Abstract

The structural glycoproteins of Crimean-Congo hemorrhagic fever virus (CCHFV; genus Nairovirus, family Bunyaviridae) are derived through endoproteolytic cleavage of a 1,684-amino-acid M RNA segment-encoded polyprotein. This polyprotein is cotranslationally cleaved into the PreGN and PreGC precursors, which are then cleaved by SKI-1 and a SKI-1-like protease to generate the N termini of GN and GC, respectively. However, the resulting polypeptide defined by the N termini of GN and GC is predicted to be larger (58 kDa) than mature GN (37 kDa).
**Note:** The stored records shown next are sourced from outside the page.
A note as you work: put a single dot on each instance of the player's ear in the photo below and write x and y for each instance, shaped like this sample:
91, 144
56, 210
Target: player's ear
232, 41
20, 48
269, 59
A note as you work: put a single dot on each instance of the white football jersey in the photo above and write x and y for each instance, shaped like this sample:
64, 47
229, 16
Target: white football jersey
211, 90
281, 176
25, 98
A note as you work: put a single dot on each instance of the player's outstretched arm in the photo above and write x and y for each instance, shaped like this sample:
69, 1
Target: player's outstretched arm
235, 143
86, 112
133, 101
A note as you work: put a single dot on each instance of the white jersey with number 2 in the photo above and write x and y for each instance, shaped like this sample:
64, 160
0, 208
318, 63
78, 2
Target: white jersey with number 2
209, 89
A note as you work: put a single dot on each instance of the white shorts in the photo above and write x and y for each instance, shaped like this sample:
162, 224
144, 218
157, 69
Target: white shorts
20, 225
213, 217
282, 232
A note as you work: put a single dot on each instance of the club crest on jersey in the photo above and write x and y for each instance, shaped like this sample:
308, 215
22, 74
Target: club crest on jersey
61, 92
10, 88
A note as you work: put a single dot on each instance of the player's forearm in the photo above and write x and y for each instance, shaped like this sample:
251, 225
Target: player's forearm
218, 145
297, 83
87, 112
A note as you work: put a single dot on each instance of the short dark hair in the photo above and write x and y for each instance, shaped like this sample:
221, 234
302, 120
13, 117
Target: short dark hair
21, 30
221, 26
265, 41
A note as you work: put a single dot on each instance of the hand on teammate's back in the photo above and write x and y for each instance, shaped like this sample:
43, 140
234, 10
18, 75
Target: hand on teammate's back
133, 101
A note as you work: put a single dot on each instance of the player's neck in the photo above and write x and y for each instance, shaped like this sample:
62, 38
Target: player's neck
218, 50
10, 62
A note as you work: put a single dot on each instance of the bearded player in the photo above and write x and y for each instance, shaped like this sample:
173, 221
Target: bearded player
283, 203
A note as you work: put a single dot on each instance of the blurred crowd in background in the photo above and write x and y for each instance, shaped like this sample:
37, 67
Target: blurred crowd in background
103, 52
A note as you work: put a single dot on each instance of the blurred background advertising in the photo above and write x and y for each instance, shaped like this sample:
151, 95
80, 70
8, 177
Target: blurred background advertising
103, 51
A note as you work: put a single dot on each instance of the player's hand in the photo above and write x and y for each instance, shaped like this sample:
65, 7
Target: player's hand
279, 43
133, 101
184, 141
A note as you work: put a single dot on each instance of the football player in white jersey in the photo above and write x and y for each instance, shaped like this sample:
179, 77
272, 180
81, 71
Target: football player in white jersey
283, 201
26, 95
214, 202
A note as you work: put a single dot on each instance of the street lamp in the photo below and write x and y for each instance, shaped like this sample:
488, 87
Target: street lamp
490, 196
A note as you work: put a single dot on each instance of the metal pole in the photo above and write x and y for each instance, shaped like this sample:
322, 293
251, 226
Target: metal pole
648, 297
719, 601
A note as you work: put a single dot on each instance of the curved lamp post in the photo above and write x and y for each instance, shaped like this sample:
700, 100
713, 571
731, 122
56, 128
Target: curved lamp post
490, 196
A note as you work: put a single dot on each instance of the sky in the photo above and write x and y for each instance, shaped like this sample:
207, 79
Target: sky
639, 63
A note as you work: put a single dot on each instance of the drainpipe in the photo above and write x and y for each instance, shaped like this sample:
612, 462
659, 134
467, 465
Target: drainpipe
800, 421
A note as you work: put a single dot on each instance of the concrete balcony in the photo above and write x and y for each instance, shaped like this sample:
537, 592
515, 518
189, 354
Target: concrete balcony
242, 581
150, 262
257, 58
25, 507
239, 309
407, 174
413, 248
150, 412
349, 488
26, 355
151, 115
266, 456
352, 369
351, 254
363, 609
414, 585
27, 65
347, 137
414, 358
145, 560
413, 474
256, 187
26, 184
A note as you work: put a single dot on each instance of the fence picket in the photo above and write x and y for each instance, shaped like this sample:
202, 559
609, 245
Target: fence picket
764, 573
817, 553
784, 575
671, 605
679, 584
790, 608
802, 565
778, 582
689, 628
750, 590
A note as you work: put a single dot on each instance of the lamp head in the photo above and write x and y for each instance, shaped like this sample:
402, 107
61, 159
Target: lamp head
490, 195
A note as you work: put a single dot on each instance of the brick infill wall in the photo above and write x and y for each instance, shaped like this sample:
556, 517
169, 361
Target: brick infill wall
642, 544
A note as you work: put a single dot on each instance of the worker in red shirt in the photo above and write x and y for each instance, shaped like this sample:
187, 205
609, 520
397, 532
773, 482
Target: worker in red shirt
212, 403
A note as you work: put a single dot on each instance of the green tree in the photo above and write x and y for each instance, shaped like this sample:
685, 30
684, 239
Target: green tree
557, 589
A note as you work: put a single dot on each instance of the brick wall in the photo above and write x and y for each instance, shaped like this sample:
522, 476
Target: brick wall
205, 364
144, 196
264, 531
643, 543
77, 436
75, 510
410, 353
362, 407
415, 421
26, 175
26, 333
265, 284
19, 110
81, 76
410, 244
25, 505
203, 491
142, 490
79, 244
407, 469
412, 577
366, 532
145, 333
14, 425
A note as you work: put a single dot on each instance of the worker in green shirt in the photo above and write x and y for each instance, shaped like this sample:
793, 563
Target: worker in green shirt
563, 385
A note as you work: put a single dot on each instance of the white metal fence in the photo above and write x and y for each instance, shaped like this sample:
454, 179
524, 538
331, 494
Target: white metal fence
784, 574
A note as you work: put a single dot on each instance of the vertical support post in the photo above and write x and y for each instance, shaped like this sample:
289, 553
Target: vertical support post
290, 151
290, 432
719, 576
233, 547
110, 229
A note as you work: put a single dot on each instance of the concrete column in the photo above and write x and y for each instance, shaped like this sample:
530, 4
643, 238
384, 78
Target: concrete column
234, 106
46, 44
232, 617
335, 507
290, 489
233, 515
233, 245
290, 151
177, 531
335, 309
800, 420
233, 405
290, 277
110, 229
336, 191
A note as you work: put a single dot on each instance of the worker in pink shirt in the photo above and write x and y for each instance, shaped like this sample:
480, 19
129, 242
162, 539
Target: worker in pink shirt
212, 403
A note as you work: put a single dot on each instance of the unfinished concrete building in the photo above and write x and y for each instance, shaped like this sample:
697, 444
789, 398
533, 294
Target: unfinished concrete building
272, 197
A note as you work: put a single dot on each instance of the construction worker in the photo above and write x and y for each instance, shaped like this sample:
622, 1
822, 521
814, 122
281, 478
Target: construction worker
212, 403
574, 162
By analogy to the topologically similar M segment-encoded polyproteins of viruses in the Orthobunyavirus genus, the C-terminal region of PreGN that contains four predicted transmembrane domains may also contain a nonstructural protein, NSM. To characterize potential PreGN C-terminal cleavage events, a panel of epitope-tagged PreGN truncation and internal deletion mutants was developed. These constructs allowed for the identification of a C-terminal endoproteolytic cleavage within, or very proximal to, the second predicted transmembrane domain following the GN ectodomain and the subsequent generation of a C-terminal fragment. Pulse-chase experiments showed that PreGN C-terminal cleavage occurred shortly after synthesis of the precursor and prior to generation of the GN glycoprotein. The resulting fragment trafficked to the Golgi compartment, the site of virus assembly. Development of an antiserum specific to the second cytoplasmic loop of PreGN allowed detection of cell-associated NSM proteins derived from transient expression of the complete CCHFV M segment and also in the context of virus infection.